Autrement dit, au moment même où les modèles gagnent en autonomie et commencent à manifester des dérives, l’entreprise choisit de diluer l’équipe chargée de les surveiller dans celle qui les conçoit. Plus les modèles savent agir seuls, plus le contre-pouvoir interne aurait dû se renforcer. Il s’affaiblit.

Intégrer la sécurité peut la renforcer comme l’étouffer

Tout dépend de ce que « intégrer » veut dire en pratique. Dans la version optimiste, la sécurité gagne un siège à la table dès la conception, pèse plus tôt sur les arbitrages et cesse d’être un poste de contrôle qu’on contourne. Dans la version pessimiste, elle perd son autonomie, sa capacité à dire non publiquement, et sa direction finit par trancher entre livrer et sécuriser en faveur de la livraison, puisque c’est désormais son métier principal.

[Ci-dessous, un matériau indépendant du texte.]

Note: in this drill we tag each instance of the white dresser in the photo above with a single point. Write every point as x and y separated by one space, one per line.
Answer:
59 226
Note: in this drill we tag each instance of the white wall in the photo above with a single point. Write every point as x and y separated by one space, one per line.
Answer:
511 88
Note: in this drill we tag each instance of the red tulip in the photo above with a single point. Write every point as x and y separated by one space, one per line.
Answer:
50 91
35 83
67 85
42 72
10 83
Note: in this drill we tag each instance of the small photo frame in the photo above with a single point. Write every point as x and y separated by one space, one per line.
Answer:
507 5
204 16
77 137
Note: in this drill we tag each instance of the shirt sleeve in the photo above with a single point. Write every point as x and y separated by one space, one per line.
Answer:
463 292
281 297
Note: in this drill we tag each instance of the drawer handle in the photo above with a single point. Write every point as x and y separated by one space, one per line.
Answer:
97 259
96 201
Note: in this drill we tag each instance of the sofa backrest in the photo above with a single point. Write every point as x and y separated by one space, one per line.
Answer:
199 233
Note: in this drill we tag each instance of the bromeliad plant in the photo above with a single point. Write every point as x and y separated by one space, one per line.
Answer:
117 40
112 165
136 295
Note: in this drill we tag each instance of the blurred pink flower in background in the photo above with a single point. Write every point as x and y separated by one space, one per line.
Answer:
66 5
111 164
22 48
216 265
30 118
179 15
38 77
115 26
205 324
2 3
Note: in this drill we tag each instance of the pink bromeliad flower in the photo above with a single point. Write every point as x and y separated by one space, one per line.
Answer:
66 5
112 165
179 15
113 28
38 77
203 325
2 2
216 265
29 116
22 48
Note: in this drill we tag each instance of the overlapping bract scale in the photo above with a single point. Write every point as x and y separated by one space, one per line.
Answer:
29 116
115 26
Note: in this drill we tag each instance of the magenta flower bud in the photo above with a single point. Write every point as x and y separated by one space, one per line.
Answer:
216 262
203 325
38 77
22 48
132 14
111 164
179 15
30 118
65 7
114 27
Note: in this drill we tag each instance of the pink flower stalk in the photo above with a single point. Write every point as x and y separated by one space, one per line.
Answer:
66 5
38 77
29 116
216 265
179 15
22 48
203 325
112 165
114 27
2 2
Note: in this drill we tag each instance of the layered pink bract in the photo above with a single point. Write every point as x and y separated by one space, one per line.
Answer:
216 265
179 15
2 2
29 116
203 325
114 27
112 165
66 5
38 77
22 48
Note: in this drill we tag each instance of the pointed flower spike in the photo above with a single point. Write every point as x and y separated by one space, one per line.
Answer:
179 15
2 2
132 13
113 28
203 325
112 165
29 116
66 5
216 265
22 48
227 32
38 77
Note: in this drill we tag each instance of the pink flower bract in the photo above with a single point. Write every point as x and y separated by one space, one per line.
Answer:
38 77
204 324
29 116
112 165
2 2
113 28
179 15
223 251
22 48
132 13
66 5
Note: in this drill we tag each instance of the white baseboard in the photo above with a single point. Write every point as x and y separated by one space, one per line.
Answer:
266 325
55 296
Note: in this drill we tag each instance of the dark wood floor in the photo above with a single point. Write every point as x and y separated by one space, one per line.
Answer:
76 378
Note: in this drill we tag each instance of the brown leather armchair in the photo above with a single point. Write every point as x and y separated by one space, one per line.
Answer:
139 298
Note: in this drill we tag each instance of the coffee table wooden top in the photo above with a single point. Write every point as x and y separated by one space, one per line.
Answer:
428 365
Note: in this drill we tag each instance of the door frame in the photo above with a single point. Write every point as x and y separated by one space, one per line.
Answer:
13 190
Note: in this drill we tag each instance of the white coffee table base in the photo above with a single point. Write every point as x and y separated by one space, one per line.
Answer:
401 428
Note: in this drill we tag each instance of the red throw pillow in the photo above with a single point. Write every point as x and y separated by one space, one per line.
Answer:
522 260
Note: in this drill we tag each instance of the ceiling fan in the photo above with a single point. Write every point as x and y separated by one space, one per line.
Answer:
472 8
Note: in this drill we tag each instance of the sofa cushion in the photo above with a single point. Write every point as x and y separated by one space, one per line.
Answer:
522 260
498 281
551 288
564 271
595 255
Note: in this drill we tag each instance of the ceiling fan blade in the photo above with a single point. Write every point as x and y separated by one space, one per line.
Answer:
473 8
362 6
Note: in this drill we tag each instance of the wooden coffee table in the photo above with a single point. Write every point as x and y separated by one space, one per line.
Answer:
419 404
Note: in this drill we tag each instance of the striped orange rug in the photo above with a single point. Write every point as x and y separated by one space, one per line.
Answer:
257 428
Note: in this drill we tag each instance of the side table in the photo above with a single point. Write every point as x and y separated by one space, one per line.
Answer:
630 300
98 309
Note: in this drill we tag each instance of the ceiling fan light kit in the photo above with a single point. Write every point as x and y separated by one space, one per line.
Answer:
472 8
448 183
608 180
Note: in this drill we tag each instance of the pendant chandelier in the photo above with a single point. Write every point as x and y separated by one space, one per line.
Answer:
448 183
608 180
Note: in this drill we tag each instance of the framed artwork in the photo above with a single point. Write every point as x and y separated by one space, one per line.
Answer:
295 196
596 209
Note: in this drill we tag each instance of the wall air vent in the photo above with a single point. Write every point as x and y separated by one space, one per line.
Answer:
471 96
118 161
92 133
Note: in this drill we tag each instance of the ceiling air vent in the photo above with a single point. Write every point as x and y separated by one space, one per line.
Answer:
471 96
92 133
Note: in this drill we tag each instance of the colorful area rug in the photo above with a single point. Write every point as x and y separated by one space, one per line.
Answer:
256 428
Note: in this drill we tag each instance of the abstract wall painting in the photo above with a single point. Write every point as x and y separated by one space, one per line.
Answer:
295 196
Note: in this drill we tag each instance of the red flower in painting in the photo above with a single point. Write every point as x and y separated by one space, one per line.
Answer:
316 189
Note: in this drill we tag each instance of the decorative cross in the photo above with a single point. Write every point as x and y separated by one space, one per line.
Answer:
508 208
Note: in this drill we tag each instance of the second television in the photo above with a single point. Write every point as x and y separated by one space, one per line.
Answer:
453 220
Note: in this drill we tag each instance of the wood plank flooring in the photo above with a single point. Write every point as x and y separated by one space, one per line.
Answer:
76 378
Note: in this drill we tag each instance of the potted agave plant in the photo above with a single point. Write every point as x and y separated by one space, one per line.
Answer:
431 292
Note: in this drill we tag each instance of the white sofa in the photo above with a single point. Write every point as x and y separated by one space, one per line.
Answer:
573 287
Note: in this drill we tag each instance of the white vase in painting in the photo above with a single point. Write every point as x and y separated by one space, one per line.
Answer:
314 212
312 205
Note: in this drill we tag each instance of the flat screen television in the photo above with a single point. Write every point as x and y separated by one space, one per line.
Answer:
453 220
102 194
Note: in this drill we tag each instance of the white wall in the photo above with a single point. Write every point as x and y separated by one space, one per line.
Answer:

D’autres éditeurs ont tranché dans l’autre sens. Anthropic a formalisé début 2026 une politique de passage à l’échelle qui confie le pouvoir de retenir un modèle à un responsable dédié et à un conseil des risques rattaché à sa direction, en dehors de la chaîne qui décide des sorties produit.

Rien dans le mémo ne permet de départager les deux versions. La structure décrite est compatible avec l’une comme avec l’autre. Ce qui les tranchera, ce ne sont pas les organigrammes, mais les décisions concrètes : un lancement retardé pour cause de doute sur l’alignement, ou un lancement maintenu malgré le doute.

Les entreprises qui bâtissent leurs produits sur ces modèles ont tout à jouer dans cette bascule. La fiabilité d’un modèle agentique en production dépend de la rigueur avec laquelle son éditeur teste ses dérives avant de le livrer. Quand ce garde-fou passe sous l’autorité de ceux qui ont intérêt à livrer vite, il faut lire les model cards (les fiches d’évaluation publiées avec le modèle) de plus près, jamais de moins près. Le départ d’un responsable de la sécurité n’est pas un fait divers de ressources humaines : c’est une mesure de la valeur qu’une entreprise accorde, en interne, à ce qui la ralentit.